The World Today for September 17, 2021

NEED TO KNOW

RUSSIA

How to Win Big

Boris Vishnevsky was shocked when he saw the names and faces of his two opponents in the upcoming elections to the Russian lower house of parliament, the Duma. His rivals were both named Boris Vishnevsky. Both were around his age and sported beards like him.

There was little doubt about what was happening, he said. Vishnevsky is a member of Yabloko, a Liberal political party, in St. Petersburg. Russian President Vladimir Putin’s United Russia Party had put his doppelgangers on the ballot to confuse voters.

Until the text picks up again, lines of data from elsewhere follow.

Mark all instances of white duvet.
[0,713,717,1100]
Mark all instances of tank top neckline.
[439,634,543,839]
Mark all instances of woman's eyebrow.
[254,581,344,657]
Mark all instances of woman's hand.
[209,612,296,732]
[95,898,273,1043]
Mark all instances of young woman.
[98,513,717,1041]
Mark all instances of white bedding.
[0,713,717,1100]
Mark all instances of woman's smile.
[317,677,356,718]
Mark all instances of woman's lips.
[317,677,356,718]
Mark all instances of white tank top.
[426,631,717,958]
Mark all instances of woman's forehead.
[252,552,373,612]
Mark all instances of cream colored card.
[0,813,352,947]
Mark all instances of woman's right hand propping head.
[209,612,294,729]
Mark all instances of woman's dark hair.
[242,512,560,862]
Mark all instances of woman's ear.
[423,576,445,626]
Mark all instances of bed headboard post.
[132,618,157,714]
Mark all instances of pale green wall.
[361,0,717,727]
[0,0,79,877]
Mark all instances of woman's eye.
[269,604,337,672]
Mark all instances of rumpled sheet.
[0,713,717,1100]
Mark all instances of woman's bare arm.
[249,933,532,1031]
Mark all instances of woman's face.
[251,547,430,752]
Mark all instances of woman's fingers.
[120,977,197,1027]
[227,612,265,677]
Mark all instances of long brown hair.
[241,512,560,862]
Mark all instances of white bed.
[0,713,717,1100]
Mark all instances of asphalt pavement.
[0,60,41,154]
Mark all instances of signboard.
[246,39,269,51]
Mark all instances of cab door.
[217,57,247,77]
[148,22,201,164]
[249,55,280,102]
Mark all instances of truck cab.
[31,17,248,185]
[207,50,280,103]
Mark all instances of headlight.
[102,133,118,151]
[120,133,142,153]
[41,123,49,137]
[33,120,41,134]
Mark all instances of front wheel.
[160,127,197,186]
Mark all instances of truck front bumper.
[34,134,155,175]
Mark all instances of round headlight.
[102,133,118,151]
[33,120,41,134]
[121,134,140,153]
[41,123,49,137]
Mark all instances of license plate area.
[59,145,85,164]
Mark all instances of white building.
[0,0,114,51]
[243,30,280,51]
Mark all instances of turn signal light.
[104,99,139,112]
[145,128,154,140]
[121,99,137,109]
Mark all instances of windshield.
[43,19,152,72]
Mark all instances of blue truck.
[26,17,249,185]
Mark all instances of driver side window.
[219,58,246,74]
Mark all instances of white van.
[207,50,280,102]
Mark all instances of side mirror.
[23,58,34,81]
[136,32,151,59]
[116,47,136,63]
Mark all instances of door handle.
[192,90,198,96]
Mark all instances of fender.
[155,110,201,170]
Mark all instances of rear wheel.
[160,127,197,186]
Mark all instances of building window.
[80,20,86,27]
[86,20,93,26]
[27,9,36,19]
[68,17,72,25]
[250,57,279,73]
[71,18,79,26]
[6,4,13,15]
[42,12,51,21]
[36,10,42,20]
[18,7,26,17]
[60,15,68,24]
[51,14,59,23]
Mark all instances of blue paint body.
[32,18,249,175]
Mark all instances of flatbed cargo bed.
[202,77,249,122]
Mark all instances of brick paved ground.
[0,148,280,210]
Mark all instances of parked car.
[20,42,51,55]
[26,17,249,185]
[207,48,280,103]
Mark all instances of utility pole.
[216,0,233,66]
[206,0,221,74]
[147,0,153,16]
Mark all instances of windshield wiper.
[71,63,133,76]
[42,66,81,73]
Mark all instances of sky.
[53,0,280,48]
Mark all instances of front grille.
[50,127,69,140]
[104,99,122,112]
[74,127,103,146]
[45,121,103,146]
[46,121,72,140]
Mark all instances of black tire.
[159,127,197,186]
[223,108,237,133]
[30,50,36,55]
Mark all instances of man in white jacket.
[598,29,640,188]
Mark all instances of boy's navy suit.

“Apparently, my chances to win are estimated as very high, so now they have to resort to these dirty schemes,” Vishnevsky told CNN. “This speaks of a high assessment of my merits and of the level of my support in town. You know, this is not the way you fight weak candidates.”

Such moves show how Putin wants a big win when Russian voters go to the polls from Sept. 17 to 19, wrote Foreign Policy magazine.

United Russia has a supermajority in the Duma. Putin’s authority in the country is unquestioned for now. But the country’s poor economy since the 2008 global financial crisis, softer oil prices and the coronavirus pandemic has squeezed ordinary Russians. Dissatisfaction with widespread corruption has also eroded United Russia’s support. The party lost almost a third of its seats in the Moscow City Council elections in 2019.

In the upcoming Duma elections, United Russia is expected to garner only 26 percent of the vote, its lowest percentage in 13 years, Voice of America noted. Opposition leaders said Putin is pulling out the stops to demonstrate that his rule is legitimate and avoid embarrassment.

The local Russian press has already published leaked recordings of officials training election workers in how to commit fraud to help the party, reported Radio Free Europe. Russia has also banned international groups from observing the polls, labeling them “foreign agents,” a term that was commonly applied to human rights activists and others during the Soviet era.

Nearly 15 percent of workers at industrial plants have allegedly faced pressure from their bosses to vote in the election. Some of those workers told the Moscow Times that they had planned not to vote because they didn’t see anyone worthy of their support. Though some also said they weren’t told to vote for a specific candidate, Roman Yuneman, a former independent politician who now runs the election watchdog Your Choice, argued such workers typically feel like they’re being watched when they enter the voting booth.

A Moscow court banned Russian search engine Yandex from displaying results for the phrase “smart voting,” added Forbes, because it’s part of campaign efforts by the opposition leader Alexei Navalny. Poisoned with a Novichok nerve agent in August 2020, Navalny is now in jail on fraud charges that he maintains are bogus and politically motivated.

It all brings the term “grip on power” to a new level.